In other news, we completed a month in Dubai yesterday. It took me a month to accept that sometimes it is okay not to have an opinion about something. If you know how opinionated I am you will realise how difficult it has been for me to accept ambivalence. Let’s just say I have almost gotten used to this place. I have taken to finding reassurance in the ding-ding of the tram as it makes it way on the tracks on our street, the brakes making a screeching noise as it turns the corner. We have found our groove, and despite the unpredictability that naturally comes with being parents of a toddler, we have somewhat of a routine in our lives. We have even found time to make a few rituals of our own and I have finally found the order I was craving. You know what else I have found? That trading square feet inside the apartment for a good location has its merits. We have found a treasure trove of restaurants and amenities in our neighbourhood and for the first time ever, we are living in a “happening” place and loving it. What else? I finally read The Girl on the Train and felt let down, if anything, because of high expectations. I let YouTube drift me to the happy land of music awaiting discovery and chanced upon Bombay Bicycle Club and Mindy Gledhill and let the rush of newness wash me again.
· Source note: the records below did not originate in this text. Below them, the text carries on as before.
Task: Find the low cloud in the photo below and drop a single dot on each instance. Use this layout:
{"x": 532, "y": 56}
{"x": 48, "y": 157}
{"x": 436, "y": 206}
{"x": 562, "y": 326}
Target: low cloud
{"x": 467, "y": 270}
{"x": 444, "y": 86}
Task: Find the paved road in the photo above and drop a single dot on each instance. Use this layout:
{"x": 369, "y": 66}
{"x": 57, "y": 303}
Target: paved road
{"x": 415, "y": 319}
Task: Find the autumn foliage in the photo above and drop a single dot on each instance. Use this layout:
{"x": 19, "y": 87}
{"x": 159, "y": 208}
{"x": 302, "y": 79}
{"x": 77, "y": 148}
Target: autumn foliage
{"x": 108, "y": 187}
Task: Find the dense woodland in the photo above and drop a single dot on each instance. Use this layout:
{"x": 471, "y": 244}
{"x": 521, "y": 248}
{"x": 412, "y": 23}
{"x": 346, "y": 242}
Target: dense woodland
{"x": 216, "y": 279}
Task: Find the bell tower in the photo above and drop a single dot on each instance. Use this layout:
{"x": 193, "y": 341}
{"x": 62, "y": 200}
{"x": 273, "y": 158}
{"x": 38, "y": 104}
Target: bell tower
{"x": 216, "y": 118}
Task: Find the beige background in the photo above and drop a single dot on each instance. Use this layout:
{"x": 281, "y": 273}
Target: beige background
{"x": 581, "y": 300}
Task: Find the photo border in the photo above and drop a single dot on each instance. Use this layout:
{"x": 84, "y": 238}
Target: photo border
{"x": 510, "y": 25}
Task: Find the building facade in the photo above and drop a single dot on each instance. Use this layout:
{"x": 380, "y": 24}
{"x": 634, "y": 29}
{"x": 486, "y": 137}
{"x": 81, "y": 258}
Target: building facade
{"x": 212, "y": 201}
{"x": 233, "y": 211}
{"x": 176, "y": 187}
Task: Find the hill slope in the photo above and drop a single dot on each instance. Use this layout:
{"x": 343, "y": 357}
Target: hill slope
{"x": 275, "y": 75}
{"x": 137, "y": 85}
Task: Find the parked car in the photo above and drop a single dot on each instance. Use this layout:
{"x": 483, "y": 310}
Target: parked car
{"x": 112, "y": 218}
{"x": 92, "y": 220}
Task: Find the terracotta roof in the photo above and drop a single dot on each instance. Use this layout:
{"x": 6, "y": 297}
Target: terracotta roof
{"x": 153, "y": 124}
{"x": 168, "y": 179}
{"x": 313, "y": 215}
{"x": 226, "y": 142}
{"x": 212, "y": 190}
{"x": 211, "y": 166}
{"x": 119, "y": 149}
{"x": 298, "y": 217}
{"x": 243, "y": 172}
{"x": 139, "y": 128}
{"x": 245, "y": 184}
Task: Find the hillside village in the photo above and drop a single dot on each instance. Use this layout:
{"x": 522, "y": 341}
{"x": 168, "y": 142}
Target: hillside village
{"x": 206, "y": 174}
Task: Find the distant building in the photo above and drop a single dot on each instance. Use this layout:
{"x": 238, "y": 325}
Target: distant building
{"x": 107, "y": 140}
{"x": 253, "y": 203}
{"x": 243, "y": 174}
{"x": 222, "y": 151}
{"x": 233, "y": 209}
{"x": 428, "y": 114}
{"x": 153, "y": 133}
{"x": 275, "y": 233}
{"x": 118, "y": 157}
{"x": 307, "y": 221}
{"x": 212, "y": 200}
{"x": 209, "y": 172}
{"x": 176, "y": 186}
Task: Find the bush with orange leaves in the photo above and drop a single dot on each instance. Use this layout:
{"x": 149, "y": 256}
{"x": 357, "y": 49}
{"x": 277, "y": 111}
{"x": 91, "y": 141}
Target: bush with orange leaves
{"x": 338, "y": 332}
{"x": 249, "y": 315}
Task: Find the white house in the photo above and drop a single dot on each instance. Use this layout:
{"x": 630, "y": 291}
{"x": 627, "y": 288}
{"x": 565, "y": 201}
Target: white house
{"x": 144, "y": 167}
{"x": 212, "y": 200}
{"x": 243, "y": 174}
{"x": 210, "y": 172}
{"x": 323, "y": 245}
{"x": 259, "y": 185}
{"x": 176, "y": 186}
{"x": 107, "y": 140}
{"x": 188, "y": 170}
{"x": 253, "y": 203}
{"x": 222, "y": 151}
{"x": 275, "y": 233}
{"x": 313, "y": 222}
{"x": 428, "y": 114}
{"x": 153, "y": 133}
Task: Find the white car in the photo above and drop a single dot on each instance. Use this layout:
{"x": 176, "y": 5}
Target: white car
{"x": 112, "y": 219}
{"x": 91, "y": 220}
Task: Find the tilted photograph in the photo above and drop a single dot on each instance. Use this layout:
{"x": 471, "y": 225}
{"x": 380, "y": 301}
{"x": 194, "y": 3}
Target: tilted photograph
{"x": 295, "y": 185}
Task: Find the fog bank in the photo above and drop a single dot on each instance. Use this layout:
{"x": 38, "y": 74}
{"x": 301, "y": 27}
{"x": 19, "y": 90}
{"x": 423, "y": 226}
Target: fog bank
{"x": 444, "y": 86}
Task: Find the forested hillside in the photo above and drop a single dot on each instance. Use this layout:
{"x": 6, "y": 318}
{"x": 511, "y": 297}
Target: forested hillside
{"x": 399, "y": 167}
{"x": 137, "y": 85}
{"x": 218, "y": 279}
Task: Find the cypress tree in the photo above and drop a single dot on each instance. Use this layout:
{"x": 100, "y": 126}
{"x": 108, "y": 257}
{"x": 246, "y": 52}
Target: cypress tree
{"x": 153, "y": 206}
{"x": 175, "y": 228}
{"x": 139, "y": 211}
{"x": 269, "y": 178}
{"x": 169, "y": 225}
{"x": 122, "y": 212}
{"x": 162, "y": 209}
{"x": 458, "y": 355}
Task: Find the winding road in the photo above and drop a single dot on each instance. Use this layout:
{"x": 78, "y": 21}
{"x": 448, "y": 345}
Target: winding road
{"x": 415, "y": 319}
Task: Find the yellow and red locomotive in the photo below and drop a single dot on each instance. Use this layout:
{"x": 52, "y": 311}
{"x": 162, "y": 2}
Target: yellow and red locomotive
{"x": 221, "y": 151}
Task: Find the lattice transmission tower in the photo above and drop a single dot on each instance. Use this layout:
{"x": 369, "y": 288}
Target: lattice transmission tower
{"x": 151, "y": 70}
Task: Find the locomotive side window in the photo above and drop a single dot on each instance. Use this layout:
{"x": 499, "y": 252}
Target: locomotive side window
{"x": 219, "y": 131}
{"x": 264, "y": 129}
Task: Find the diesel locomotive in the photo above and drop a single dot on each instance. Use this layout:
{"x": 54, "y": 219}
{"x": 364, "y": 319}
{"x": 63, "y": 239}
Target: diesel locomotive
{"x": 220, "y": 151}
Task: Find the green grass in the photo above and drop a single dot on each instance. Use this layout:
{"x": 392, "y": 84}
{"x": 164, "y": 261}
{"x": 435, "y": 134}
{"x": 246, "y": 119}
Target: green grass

There I go again, relapsing into Nobody-caresitis. The Husband is brooding in the balcony hoping the fresh air would clear out his blocked sinuses and I am inside nursing my mulled apple juice while typing all of this nothingness after a long frustrating day. Sending this off into the vast web with hopes of being able to come up with something meaningful and insightful or even funny very soon. Being a Mamma’s girl is a quirk in itself but never before had I realised just how much of a Mamma’s girl I am. Oh well. Here’s to the woman who keeps me sane, and to the little girl who drives me insane. I think I now know why she is the way she is. You know what they say about the apple and the tree, right? Doesn’t fall far, folks. Doesn’t fall far.